Kentlerdeki hızlı nüfus artışı aynı zamanda konut sorunu ve sağlıksız konutları ortaya çıkarmaktadır. Bu durumu gecekondulaşma olarak da ifade edebiliriz. Göç eden insanların ekonomik yetersizliklerden dolayı hazine arazilerine rastgele yaptıkları inşaatlar gecekondulaşmaya neden olur. Bu inşaatlar alt yapı hizmetlerinin yetersiz olduğu sağlıksız konutlardır.
İçme ve Kullanma Suyu Temini
Kentlerde hızlı artan nüfusun içme ve kullanma suyu ihtiyacı önemli bir sorundur. Özellikle çarpık kentleşmenin olduğu yerlerde bulunan suyun dağıtımı da bir sorun olarak ortaya çıkar. Kentlerde kullanılan suların kanalizasyon yoluyla akması ve denizlere ulaşması da önemli sağlık sorunlarına yol açabilir. Çünkü bu yolla akarsular ve kıyılarımız kirlenmektedir.

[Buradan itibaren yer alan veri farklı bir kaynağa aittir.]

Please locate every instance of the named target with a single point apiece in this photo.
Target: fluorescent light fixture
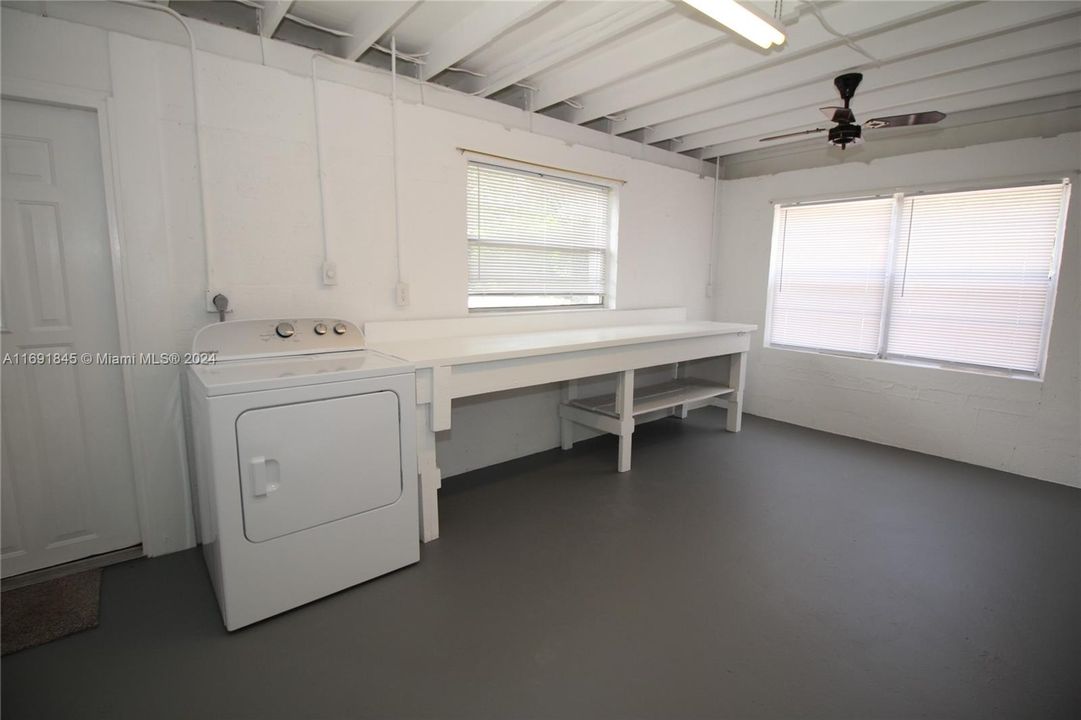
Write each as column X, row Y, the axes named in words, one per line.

Bu pislenen sular sağlığımızı tehdit eder duruma gelebilir. Bunu önlemek için arıtma tesislerinin kurulması gerekmektedir.
Şehir İçi Taşıma ve Ulaştırma
Büyük kentlerimizin en önemli sorunlarından birisidir. Özellikle sabah ve akşam vakitlerinde çok yoğun bir trafik sorunu yaşanmaktadır. Bu sorunun çözümü için toplu taşımacılığın raylı sistemlerle (Metro gibi) yapılması gerekmektedir.
Kentlerimizde ayrıca sağlık kuruluşlarının yetersizliği, spor tesisleri ve yeşil alanların azlığı da önemli sorunlardandır.